Earlier this month Gov. Ron DeSantis elevated Ertel to Florida Secretary of State from the position of the Seminole County Supervisor of Elections. There, he was among the more outspoken of county supervisors of elections in talking about and defending the security and integrity of elections systems.
He talked about building a “cyber moat” around Seminole elections data.
He told the committee that the stakes probably are higher in Florida than in any other state heading toward the next presidential election, considering the issues of cybersecurity breaches in the 2016 election.
“When you consider, and Chairman [Scott] Plakon talked a minute ago about Florida being the largest swing state, we are the swing state. Make no mistake about it; with the number of electoral votes we have. And the direction we can go from one election to another” Ertel said. “We’ve learned this in November, with the recounts, how tight this state is. We are the swing state.”

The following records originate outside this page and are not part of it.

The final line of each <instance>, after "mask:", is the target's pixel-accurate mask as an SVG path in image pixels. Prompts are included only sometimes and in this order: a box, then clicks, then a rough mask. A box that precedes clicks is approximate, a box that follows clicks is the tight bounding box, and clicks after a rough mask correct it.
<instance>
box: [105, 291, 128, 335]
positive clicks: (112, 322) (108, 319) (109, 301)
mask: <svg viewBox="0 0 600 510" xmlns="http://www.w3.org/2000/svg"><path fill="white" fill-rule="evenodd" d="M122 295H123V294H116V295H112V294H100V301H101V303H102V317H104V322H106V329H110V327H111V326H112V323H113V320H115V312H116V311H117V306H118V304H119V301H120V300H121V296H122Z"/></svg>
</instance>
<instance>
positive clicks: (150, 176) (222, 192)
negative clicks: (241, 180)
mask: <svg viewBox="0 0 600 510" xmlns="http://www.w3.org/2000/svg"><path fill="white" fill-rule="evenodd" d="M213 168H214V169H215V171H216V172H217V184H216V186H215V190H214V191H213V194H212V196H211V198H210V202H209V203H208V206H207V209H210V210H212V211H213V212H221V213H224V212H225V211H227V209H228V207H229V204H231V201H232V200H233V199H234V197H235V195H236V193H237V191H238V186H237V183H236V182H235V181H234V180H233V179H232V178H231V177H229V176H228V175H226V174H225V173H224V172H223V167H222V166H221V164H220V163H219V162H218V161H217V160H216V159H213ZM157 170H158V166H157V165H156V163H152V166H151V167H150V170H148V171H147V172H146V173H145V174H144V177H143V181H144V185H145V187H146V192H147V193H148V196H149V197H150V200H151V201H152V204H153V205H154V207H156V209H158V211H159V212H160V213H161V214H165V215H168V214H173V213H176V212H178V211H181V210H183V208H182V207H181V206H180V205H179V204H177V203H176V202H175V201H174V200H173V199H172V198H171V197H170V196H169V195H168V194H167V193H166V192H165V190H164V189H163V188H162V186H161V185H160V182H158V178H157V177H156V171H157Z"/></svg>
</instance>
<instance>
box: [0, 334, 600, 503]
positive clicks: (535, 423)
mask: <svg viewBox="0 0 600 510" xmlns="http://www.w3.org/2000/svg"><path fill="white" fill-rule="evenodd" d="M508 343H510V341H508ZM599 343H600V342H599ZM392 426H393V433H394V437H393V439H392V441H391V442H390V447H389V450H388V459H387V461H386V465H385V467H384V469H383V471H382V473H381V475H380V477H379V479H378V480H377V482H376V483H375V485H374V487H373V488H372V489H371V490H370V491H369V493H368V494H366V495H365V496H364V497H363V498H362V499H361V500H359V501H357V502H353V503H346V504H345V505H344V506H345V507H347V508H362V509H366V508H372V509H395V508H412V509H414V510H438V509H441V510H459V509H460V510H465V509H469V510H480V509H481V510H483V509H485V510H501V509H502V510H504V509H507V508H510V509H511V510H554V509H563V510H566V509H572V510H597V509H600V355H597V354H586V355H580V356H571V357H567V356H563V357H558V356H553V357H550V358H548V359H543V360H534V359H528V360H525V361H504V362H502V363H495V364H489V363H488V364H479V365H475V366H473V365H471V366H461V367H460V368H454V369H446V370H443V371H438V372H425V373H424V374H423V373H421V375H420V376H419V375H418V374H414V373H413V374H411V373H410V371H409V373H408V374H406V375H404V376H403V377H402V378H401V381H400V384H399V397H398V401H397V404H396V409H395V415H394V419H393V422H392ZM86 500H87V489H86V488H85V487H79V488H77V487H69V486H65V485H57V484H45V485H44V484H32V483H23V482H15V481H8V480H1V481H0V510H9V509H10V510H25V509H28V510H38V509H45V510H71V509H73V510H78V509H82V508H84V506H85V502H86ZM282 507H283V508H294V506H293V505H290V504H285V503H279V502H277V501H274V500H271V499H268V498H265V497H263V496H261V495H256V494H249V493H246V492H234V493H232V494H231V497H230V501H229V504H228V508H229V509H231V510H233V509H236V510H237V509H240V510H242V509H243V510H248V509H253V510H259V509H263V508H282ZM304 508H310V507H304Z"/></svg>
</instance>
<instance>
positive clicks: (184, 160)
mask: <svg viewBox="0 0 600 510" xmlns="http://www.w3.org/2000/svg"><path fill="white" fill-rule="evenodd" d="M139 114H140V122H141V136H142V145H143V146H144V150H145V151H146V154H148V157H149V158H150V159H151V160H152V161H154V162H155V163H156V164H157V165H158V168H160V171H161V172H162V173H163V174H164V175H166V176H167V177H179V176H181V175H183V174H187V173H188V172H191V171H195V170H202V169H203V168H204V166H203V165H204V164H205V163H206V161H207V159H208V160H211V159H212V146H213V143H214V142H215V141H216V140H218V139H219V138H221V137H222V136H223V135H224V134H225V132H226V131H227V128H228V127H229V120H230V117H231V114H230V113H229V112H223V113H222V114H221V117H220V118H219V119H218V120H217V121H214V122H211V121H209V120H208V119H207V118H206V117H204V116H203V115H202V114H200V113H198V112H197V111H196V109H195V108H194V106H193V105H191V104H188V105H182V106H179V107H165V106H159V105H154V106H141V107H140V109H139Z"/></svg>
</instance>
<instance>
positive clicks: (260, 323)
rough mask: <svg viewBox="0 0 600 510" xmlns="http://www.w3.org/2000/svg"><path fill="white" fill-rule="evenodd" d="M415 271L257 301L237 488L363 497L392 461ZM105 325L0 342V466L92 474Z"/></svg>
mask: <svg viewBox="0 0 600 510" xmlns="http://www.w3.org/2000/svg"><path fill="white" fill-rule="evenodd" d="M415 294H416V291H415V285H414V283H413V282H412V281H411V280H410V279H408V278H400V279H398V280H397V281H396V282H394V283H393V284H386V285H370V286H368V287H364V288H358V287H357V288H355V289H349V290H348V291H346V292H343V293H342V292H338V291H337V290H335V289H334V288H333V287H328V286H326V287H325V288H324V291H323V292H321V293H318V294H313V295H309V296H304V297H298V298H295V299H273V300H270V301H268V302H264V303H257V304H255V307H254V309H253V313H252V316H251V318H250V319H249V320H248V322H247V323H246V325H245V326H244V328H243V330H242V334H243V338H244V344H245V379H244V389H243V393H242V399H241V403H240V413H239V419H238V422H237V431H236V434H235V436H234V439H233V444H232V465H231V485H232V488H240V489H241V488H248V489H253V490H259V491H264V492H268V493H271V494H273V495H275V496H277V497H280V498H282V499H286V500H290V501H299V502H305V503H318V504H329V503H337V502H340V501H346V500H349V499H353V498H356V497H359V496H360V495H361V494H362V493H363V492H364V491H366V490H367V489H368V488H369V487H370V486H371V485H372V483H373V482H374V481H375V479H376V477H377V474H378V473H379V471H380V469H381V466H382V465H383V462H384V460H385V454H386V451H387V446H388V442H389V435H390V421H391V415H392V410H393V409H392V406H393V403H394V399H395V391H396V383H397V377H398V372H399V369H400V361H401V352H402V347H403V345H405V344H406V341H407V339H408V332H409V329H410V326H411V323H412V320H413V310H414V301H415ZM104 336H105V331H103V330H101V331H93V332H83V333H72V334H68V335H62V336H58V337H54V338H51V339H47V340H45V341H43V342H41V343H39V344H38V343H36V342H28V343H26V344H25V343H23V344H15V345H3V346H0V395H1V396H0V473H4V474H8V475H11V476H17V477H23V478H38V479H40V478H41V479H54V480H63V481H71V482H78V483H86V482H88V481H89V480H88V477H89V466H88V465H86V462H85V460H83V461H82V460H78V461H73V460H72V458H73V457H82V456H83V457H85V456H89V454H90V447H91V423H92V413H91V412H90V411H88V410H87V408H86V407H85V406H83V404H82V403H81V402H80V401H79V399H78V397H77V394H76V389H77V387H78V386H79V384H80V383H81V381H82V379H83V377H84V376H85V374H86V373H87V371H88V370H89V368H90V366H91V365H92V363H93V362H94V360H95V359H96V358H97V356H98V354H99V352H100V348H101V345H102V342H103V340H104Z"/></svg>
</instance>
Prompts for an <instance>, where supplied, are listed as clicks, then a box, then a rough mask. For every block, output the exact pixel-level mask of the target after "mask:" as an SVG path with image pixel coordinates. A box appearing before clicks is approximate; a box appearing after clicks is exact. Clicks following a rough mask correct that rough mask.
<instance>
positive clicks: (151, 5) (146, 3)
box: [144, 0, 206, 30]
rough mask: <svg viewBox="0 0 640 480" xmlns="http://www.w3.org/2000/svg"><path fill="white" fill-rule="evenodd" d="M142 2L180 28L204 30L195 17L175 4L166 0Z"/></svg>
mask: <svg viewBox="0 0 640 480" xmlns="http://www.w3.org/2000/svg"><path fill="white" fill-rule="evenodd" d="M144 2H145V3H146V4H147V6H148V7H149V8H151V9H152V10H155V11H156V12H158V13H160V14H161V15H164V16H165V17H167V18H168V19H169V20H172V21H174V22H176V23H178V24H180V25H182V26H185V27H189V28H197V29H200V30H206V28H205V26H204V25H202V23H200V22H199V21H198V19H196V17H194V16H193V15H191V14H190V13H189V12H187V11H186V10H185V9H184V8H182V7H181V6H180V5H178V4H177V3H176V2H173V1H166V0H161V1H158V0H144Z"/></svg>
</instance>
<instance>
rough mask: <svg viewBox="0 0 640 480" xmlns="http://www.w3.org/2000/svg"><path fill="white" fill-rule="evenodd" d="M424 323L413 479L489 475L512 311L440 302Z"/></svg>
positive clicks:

“And so if anyone is going to target a state for a presidential election, we fully recognize we need to defend against that. And while it didn’t happen in 2018, just because your quarterback hasn’t been sacked doesn’t mean you bench your left tackle. What you do is make sure you continue to protect that quarterback, continue to protect that system. And that’s what we’re going to do in 2019 and 2020 and beyond.”
In other news, Ertel said the flurry of voting and elections lawsuits the state saw last year, at least 13, has been narrowed to five active cases.
They cover on-campus early voting sites, ballot design having to do with the ordering of candidates, availability of ballots in Spanish in some locations, voter signature matching, and procedures to preserve ballot images.
He vowed to defend Florida law in each case, to assure adherence to Flordia law and provide consistency in elections management.
But Ertel declined to go into much detail on those cases, as the lawsuits are pending.